# Network Video Decoder



## Edrick (Apr 30, 2012)

Who would make a device that you can connect via network cabling that's synchronized for HD output. 

Is there some solution out there where I can just connect the little box to a projector or LCD and route the same source or groups of different sources


----------



## headcrab (Apr 30, 2012)

Like this thing?
Multimedia Player


----------



## Edrick (Apr 30, 2012)

Sort of I'm looking for something on the pro market where I can send my video out via a device and distribute it to multiple displays. Almost like a baluns or matrix switcher. Let's say I have a switcher im out putting a 1080 signal from to play DVDs or video files and I want to show it on multiple displays. Instead of running a BNC cable or something of the sorts it'd be nice if I could run it over a network and change what source is being displayed.


----------



## rsmentele (Apr 30, 2012)

Intelix DIGI HDMI HR RESTOCK 04 HDMI Twisted Pair Extender (One Send Balun, One Receive Balun) | Full Compass

Paired with something like this perhaps 

Intelix DIGI HD 1X4 1x4 HDMI Twisted Pair Splitter | Full Compass

You would then need a receive balun at each end. Not 100% sure it would work. Also note that the baluns have a max run distance of 150 ft, which decreases as resolution increases. You can leap-frog baluns to increase distance, so go 100' to another balun, then 100' to balun exc. 

I know that going from a balun to an HDMI splitter then out to tvs will work.


----------



## Morte615 (Apr 30, 2012)

CAT5 VGA Matrix Switch | CAT5 Video Matrix Switch | CAT5 VGA Audio Router- KVMStuff.com

You can do a google search for IP Video Matrix also for more options. Just make sure that whatever item you are looking for has standard or HDMI in and not just Ethernet (for IP based camera systems)


----------



## Edrick (Apr 30, 2012)

The big question is synchronization what kind they have. Hmm have to look at those links.


----------



## Morte615 (Apr 30, 2012)

A few questions:
Do you want each of the end run monitors to display the same thing, at all times?
Or do you want the end monitors to be able to display different items at some times?
What type of signals are you taking in and sending out (HDMI, Composit, ect)
How many sources vs. destinations?
Judging by what you said earlier your source is going to be outside of the switcher/matrix, correct?
And the big one; How much are you willing to spend


----------



## Chris15 (Apr 30, 2012)

What level of sync of you need?
Broadcast black style or just 2 displays next to each other not being out of sync enough to look wierd?

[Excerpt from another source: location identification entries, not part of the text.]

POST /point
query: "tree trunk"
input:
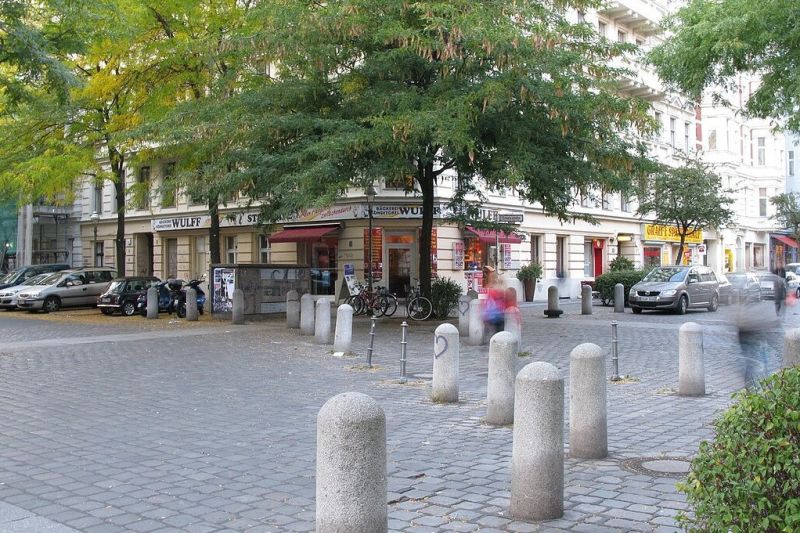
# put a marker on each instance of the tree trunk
(213, 231)
(425, 177)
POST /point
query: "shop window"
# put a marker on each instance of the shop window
(263, 249)
(231, 245)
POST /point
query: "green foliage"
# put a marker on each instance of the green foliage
(689, 197)
(532, 271)
(605, 283)
(620, 263)
(748, 477)
(712, 42)
(444, 296)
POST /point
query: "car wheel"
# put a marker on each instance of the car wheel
(51, 304)
(129, 308)
(683, 305)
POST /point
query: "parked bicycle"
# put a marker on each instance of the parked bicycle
(417, 306)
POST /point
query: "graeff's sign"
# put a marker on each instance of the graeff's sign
(654, 232)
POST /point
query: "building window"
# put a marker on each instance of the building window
(143, 188)
(200, 257)
(230, 249)
(686, 129)
(168, 186)
(98, 253)
(263, 248)
(673, 122)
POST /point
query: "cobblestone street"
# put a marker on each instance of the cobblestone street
(118, 425)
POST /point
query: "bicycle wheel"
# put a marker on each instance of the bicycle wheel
(419, 308)
(389, 304)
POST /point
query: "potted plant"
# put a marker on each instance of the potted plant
(529, 275)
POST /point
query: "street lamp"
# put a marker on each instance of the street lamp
(370, 194)
(95, 218)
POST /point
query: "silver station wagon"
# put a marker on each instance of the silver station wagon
(69, 288)
(676, 288)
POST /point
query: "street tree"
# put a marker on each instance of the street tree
(491, 94)
(689, 197)
(787, 212)
(713, 41)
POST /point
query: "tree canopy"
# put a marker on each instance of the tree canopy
(713, 41)
(689, 197)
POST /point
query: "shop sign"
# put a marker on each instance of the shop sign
(655, 232)
(458, 255)
(506, 250)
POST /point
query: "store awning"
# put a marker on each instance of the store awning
(302, 233)
(788, 241)
(489, 236)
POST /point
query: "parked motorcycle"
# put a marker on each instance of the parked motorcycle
(166, 296)
(179, 303)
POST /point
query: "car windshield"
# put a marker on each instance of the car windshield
(666, 274)
(116, 286)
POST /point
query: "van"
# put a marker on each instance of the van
(22, 274)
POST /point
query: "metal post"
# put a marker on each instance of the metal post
(371, 341)
(403, 344)
(614, 351)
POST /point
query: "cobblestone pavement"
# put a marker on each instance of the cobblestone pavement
(115, 425)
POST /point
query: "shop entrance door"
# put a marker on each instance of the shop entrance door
(400, 258)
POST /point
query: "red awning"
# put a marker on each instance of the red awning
(788, 241)
(489, 236)
(305, 233)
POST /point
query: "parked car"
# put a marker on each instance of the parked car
(676, 288)
(20, 275)
(71, 288)
(766, 281)
(8, 296)
(121, 295)
(744, 287)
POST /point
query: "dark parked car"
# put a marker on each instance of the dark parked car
(20, 275)
(121, 295)
(676, 288)
(744, 287)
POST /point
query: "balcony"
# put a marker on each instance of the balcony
(641, 16)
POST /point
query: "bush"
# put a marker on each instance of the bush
(748, 477)
(444, 296)
(620, 263)
(605, 283)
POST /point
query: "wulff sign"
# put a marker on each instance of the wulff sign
(654, 232)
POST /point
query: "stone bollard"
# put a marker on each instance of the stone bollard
(537, 456)
(586, 299)
(191, 305)
(292, 310)
(691, 372)
(552, 310)
(351, 465)
(503, 351)
(619, 298)
(513, 323)
(445, 364)
(343, 337)
(588, 426)
(791, 348)
(152, 303)
(238, 307)
(322, 322)
(463, 315)
(476, 325)
(307, 314)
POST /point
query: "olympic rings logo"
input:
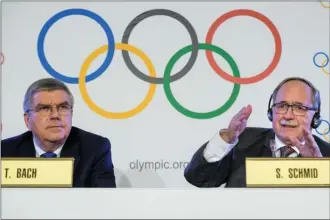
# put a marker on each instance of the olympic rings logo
(324, 5)
(324, 63)
(151, 78)
(2, 58)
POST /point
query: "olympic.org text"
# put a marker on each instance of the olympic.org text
(157, 165)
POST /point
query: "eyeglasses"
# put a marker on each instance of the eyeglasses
(46, 110)
(298, 110)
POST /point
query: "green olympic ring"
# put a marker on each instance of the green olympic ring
(187, 112)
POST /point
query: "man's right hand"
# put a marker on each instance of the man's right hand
(236, 125)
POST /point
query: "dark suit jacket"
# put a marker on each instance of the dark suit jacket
(253, 142)
(92, 153)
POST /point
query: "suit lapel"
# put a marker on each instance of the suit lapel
(26, 148)
(71, 148)
(261, 146)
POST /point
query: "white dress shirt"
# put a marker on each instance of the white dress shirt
(40, 151)
(217, 149)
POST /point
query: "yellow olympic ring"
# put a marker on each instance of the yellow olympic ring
(324, 134)
(116, 115)
(324, 5)
(323, 67)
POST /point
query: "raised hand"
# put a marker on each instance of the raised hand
(237, 124)
(309, 148)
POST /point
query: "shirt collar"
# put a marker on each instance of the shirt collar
(279, 144)
(40, 151)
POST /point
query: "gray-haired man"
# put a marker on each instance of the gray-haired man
(48, 110)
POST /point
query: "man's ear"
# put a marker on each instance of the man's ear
(26, 120)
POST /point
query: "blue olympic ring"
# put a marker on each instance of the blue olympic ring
(322, 54)
(328, 129)
(57, 17)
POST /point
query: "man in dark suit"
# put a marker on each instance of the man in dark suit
(48, 108)
(294, 113)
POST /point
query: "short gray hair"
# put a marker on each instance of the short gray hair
(47, 84)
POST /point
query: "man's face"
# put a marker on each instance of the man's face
(48, 123)
(293, 92)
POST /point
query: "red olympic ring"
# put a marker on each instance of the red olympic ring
(268, 23)
(2, 58)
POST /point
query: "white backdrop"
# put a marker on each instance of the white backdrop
(160, 133)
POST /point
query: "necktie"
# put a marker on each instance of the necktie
(49, 155)
(286, 151)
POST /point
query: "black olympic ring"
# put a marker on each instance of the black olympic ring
(176, 16)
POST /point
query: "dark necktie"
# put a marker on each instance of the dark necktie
(49, 155)
(286, 151)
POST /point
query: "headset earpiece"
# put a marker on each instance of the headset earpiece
(270, 111)
(316, 121)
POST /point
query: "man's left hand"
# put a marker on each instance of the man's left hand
(309, 148)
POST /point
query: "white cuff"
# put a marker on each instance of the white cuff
(217, 149)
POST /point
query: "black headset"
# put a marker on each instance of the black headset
(317, 120)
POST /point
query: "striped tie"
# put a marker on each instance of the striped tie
(286, 151)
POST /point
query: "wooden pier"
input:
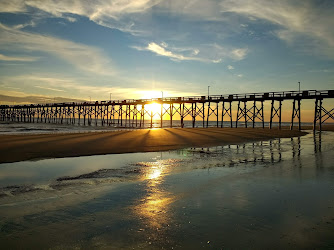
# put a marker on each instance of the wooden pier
(136, 113)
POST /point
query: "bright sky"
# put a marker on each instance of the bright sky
(135, 49)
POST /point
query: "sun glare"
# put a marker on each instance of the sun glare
(154, 108)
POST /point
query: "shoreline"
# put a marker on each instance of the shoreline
(15, 148)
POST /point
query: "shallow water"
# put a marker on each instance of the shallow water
(270, 194)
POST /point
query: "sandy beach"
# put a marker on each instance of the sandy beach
(15, 148)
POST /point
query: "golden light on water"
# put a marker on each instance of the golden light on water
(154, 207)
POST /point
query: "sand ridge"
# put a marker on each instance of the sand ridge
(15, 148)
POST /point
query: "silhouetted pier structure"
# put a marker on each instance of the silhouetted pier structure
(132, 113)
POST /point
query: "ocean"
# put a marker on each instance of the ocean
(259, 195)
(46, 128)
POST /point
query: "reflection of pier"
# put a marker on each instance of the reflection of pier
(262, 152)
(133, 113)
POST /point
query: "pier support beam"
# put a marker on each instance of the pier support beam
(295, 113)
(276, 111)
(321, 114)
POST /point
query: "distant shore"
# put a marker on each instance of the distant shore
(14, 148)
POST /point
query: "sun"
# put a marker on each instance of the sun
(154, 109)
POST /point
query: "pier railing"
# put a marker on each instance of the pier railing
(132, 112)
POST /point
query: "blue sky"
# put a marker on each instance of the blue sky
(136, 49)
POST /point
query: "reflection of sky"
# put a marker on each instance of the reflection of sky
(47, 170)
(189, 203)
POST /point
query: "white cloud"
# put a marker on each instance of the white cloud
(213, 53)
(86, 58)
(52, 89)
(239, 54)
(17, 59)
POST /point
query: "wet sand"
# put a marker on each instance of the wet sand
(15, 148)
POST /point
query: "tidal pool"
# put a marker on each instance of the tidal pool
(270, 194)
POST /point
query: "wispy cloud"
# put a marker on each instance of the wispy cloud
(17, 59)
(207, 53)
(52, 89)
(83, 57)
(295, 21)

How many displays are we talking?

My thoughts are leaning towards IPTV, though I'm not sure who the providers are in the states who would be worth talking to...


----------



## museav (May 1, 2012)

Edrick said:


> Sort of I'm looking for something on the pro market where I can send my video out via a device and distribute it to multiple displays. Almost like a baluns or matrix switcher. Let's say I have a switcher im out putting a 1080 signal from to play DVDs or video files and I want to show it on multiple displays. Instead of running a BNC cable or something of the sorts it'd be nice if I could run it over a network and change what source is being displayed.




Edrick said:


> The big question is synchronization what kind they have. Hmm have to look at those links.


I'm not clear on what you are trying to do. Is it a multicast of a single selected video source to multiple displays or multiple streams from multiple sources with the ability to select any of those streams for each display? How do you envision changing sources or selecting streams? What is being synchronized?

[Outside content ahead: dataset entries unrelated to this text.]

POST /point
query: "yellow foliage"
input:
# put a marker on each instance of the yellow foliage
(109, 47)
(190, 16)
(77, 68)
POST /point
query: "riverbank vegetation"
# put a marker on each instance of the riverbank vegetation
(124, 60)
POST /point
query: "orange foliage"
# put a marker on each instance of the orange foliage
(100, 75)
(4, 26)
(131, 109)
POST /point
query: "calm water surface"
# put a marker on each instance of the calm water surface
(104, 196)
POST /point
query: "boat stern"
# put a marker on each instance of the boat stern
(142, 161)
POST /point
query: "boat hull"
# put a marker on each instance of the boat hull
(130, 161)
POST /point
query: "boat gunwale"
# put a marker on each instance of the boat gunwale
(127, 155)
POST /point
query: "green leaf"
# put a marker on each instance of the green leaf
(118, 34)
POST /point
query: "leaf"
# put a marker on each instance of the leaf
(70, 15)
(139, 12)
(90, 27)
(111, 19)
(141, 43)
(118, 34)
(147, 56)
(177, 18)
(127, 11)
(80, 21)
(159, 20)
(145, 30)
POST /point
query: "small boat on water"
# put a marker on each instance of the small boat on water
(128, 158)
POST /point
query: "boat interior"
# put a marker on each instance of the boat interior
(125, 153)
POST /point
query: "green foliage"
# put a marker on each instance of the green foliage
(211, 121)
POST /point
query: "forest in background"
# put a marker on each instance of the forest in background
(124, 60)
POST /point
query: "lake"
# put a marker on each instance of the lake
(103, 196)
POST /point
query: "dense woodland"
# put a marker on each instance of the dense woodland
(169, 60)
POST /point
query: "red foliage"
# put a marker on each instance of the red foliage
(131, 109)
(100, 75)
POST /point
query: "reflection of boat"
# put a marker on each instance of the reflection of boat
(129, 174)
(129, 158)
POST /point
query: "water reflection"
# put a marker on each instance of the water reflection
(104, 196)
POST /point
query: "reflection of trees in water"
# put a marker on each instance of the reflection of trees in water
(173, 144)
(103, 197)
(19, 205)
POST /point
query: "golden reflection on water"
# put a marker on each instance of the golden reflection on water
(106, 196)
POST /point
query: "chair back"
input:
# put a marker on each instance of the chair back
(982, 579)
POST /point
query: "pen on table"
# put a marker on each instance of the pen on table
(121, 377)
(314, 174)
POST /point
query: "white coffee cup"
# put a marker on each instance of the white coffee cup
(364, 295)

Haivision is one company that may offer something along the lines of what you want.


----------



## Edrick (May 1, 2012)

Picture a setup at say a convention or open house of some sort.

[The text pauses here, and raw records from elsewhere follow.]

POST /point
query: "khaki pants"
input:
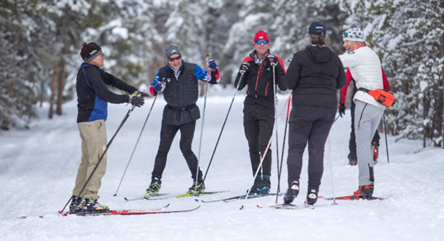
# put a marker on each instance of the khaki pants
(94, 139)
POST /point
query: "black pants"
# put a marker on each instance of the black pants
(312, 125)
(258, 127)
(352, 142)
(167, 134)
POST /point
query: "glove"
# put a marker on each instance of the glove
(136, 101)
(341, 109)
(142, 94)
(212, 64)
(244, 67)
(159, 87)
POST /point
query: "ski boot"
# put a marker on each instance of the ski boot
(292, 192)
(312, 195)
(365, 191)
(197, 188)
(264, 186)
(153, 188)
(352, 160)
(92, 206)
(76, 204)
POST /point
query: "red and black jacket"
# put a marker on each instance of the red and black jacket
(259, 79)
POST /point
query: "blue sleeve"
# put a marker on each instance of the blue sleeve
(200, 73)
(156, 80)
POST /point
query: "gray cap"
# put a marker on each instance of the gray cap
(172, 49)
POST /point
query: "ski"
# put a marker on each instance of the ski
(281, 206)
(239, 197)
(161, 197)
(352, 197)
(130, 212)
(100, 213)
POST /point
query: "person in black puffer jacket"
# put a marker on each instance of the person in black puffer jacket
(256, 71)
(179, 83)
(315, 75)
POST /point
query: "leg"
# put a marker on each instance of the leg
(251, 129)
(186, 140)
(167, 134)
(94, 138)
(367, 118)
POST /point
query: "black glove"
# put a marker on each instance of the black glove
(137, 101)
(341, 109)
(244, 67)
(272, 59)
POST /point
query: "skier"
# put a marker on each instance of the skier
(178, 81)
(315, 74)
(259, 112)
(353, 160)
(92, 98)
(365, 67)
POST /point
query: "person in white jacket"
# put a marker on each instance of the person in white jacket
(365, 68)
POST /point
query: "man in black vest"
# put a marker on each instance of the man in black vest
(178, 81)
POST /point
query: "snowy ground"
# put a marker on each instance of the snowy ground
(38, 168)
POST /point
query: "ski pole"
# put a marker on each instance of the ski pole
(101, 157)
(137, 142)
(203, 120)
(275, 124)
(223, 125)
(283, 150)
(266, 148)
(385, 134)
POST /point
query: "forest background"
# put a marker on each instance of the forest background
(40, 41)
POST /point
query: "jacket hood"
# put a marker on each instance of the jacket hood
(318, 55)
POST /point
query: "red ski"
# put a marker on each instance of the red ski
(130, 212)
(353, 197)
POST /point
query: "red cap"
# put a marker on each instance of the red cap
(261, 35)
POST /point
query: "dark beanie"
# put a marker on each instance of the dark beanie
(172, 49)
(90, 51)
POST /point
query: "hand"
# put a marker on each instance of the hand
(137, 101)
(272, 59)
(212, 64)
(160, 86)
(244, 67)
(341, 109)
(140, 94)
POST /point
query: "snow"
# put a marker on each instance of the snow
(38, 168)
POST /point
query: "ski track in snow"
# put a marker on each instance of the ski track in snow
(38, 168)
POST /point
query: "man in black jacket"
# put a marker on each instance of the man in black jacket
(92, 97)
(315, 75)
(257, 72)
(178, 81)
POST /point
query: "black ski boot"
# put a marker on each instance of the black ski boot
(153, 188)
(292, 192)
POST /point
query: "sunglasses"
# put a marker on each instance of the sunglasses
(262, 41)
(177, 58)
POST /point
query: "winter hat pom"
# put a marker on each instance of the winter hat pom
(354, 34)
(261, 35)
(90, 51)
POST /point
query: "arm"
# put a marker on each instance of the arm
(98, 83)
(348, 78)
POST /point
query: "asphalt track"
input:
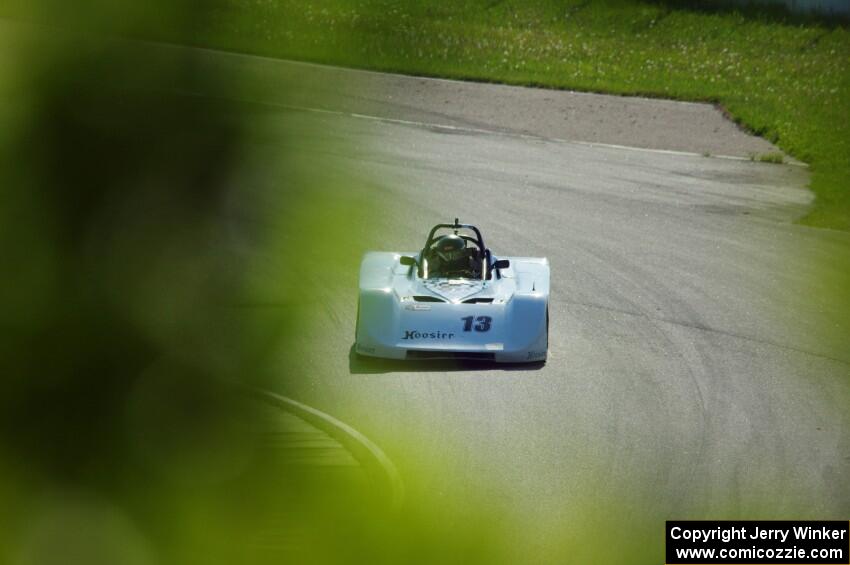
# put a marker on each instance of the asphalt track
(698, 363)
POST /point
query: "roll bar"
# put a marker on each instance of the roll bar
(479, 241)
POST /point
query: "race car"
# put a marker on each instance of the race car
(454, 299)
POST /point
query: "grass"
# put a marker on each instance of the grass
(784, 78)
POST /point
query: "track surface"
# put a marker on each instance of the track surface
(697, 369)
(698, 364)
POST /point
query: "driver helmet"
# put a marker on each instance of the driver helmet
(450, 244)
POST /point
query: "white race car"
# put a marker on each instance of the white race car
(454, 299)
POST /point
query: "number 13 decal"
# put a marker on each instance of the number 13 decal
(482, 323)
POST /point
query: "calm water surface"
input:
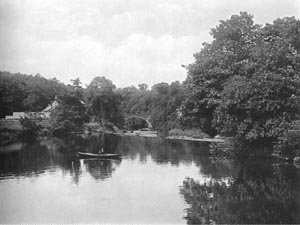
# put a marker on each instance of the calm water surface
(156, 181)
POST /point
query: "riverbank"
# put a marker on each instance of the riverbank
(195, 139)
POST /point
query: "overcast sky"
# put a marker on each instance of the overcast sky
(128, 41)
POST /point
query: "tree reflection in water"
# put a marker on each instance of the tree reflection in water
(99, 169)
(256, 195)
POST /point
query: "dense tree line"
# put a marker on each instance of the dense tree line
(244, 84)
(161, 103)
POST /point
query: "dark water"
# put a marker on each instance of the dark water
(156, 181)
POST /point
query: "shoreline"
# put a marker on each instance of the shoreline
(186, 138)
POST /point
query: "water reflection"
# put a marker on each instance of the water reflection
(258, 192)
(29, 159)
(151, 171)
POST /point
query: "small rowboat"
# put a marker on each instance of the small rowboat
(101, 155)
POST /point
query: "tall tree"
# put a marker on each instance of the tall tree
(103, 102)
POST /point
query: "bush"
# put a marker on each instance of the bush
(31, 124)
(193, 133)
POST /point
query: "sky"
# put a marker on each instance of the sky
(128, 41)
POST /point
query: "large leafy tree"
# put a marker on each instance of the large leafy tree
(69, 115)
(246, 82)
(103, 102)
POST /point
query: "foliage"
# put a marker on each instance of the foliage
(161, 103)
(31, 124)
(193, 133)
(103, 101)
(20, 92)
(69, 115)
(246, 83)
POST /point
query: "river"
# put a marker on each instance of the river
(156, 182)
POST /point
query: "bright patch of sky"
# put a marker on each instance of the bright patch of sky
(127, 41)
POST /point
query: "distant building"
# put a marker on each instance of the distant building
(15, 116)
(45, 113)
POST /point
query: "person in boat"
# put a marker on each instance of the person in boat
(101, 151)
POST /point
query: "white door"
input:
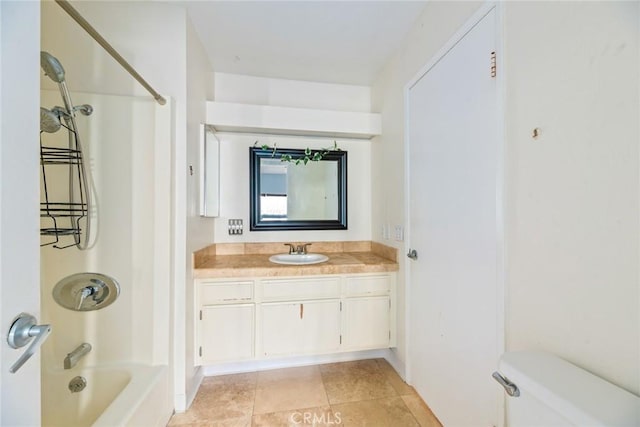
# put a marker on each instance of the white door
(453, 154)
(19, 222)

So Say I have a main projector, some side LCDs and maybe some screens at a remote location (another room, other side of the building). Sync would need to be just enough that the videos are playing the same say there's to screens side by side. 

I suppose I'd probably need a few different devices depending on what i'm doing.

But lets say

Option A) One video source to multiple displays, instead of having to run video cable all throughout or cary another type of cable I could just use networking cable. So basically a Cat6 Video Baluns but I want one device encoding and multiple devices decoding also sending audio. Now I may be sending audio out via a house sound system for example with multiple video displays in that room. So I need some basic delay control. I don't want a solution where I need to setup mini PCs for example and launch an App.

I figure there must be a device I can just encode at one end and connect dumb decoders or (semi smart) decoders that I can adjust sync.

Option B) A system where I can take multiple inputs and multiple displays and route however I please. So Main Stage Projectors are Group A and seeing Feed C, Entrance LCDs are Group B and see Feed A. etc...


----------



## Morte615 (May 2, 2012)

For option A you want a Video Switcher/Splitter
For option B you want a Video Matrix

Two different devices that do two different things, though a Matrix can act as a switch also, but for twice the price (rough guess).
You can do a Google search for IP based systems or for Ethernet based. Personally I haven't installed either one. Though I have installed a small rack-mount Matrix system that uses coax cables before. I have also installed many IP security systems, though not exactly what you are looking for they use very similar technologies.

EDIT: Forgot to mention, most systems you will find will have the option to send Audio along the cable at the same time. If you want to use the built in speakers in the TV's then sync will be fine. You can also use some local powered speakers and pipe audio into there to make sure the sync stays the same.


----------